Families fighting the debilitating condition empathize with the farmer’s economic and emotional plight but wholeheartedly reject end–of–life as solution to their suffering. “I want to tell families with MD that the situation is not so bad that we should kill our children,” says Sanjana Goyal, who runs a boutique in Solan. Goyal and her two brothers suffer from MD. Adds Hoshiarpur’s Seema Rani, 31, “This news (the mercy killing plea) will force parents, especially the poor ones, to wonder about their misfortune. It will affect children’s confidence to fight. Many children may feel guilty and will also think of mercy pleas.” Seema is undergoing neurotherapy for MD, and says the poor need access to therapies which are not costly and aren’t painful either. “With therapy, at least you won’t become dependent, you will be able to take care of your basic needs,” she says.

Muscular dystrophy (MD) is a group of over 30 genetic conditions where skeletal muscles that control movement degenerate progressively. While some variants don’t appear till middle age or later, Duchenne MD, which afflicts Narain’s children, is the most vicious. It affects boys by the time they’re five, damaging the lower limbs first, progressively moving upward. Rapid degeneration follows and a child can be confined to a wheelchair by age 12. Once MD affects the diaphragm, the patient’s respiration is compromised, followed by cardiac arrest.

The trauma is same for all families, which find no support for their affected children. “The plea is a wake–up call to the government,” says Swatenter Bansal, who lost his 18–year–old son to MD five years ago. “In 1983, when my son was first affected, very few doctors knew about it. The government accords absolutely no support to MD patients. There’s little research, no data.”
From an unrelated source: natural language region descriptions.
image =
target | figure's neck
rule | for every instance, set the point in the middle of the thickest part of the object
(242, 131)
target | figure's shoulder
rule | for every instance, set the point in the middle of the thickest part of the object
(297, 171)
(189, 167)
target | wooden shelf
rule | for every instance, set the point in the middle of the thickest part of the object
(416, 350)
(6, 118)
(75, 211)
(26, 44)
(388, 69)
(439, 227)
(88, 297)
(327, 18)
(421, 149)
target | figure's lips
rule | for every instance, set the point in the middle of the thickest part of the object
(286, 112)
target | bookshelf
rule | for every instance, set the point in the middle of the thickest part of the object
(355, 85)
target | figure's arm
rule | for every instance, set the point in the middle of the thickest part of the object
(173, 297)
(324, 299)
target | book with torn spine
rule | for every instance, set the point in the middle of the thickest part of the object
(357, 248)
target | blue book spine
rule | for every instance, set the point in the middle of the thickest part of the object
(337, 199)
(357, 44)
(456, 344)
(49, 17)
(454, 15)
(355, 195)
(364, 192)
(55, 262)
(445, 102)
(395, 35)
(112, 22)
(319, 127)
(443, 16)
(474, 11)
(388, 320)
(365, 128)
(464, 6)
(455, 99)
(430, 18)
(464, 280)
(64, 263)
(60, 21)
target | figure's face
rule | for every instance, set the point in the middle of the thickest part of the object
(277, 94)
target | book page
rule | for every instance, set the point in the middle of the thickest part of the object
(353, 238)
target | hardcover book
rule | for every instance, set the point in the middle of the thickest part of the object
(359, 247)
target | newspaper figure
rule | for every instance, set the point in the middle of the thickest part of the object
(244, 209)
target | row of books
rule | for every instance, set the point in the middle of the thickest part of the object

A despairing Bansal left no stone unturned to help his son. “Overseas, governments ensure physiotherapists attend to MD patients and make sure the expensive equipment is available.” Later, Bansal set up a website, Muscular Dystrophy India, and uploaded information on the condition. When affected families get in touch he sends them newsletters, articles and magazines collected from UK, Australia, US and New Zealand associations with guidance and advice on ways to help MD patients. Lack of any support system prompted the Goyals to start the Indian Association of Muscular Dystrophy. They counsel, organize seminars and coax families to speak up about the disease. It’s not easy. They have to literally hunt down families with MD. “Patients often don’t come out. When families realize it’s incurable, the child is thrown into a ‘Dungeon’ because no one knows any better,” says Sanjana. In villages, doctors often give muscle tonics for ‘Weakness’, not realizing a child has MD, she says.

Estimates suggest MD affects one in 3,500 but Sanjana doubts it. “We will have a workshop in Bhuj, and 12 have already registered,” she says. At the policy level, MD is a blind spot. Peculiarly, it is clubbed into the Disabilities Act. But MD is degenerative, not a physical handicap, says Sanjana. What is required is help by way of trained physiotherapists and early diagnosis of deformities.